When 27-year-old Major Arvind Suhag took on the Pakistani Army in the Kargil war during which an accident crippled him for life, little did he realize that his next battle will be with the government, which callously denied him war injury pension.
The 100% disability that he had suffered meant that he needed help to move out of his bed at his home in Gurgaon.
But full of determination, he finally got justice after a seven-year legal battle with the defence ministry when the Delhi high court on Friday directed the payment of the pension and also imposed a fine of Rs. 50,000 on the ministry for the “cavalier attitude”.
Suhag’s jeep had fallen into a gorge during an operational move from Batalik to Leh.
He was discharged from service in March 2005 with all benefits and the disability pension.

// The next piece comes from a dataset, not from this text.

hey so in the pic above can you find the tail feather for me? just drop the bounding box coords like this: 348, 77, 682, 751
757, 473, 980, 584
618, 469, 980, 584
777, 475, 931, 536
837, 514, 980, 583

“It was unjustified and inhuman on the part of the defence ministry to deny pension to a personnel who worked in extremely trying circumstances merely on the ground that injuries were sustained in a road accident and was not directly war-related”, Jyoti Singh, his lawyer, told the court
Endorsing her argument, a bench headed by justice S Ravindra Bhat said: “For our today, they have given their tomorrow. When individuals place their lives on peril in the line of duty, the sacrifices that they are called upon to make cannot ever be lost sight of through such abstract rationalization.
"The injuries were casually classified as those ordinarily suffered while proceeding on duty in a government vehicle”.
Singh told the court, the defence ministry was to be blamed for the callousness as the Adjutant General’s office had twice recommended Suhag’s case for war injury pension but it was rejected.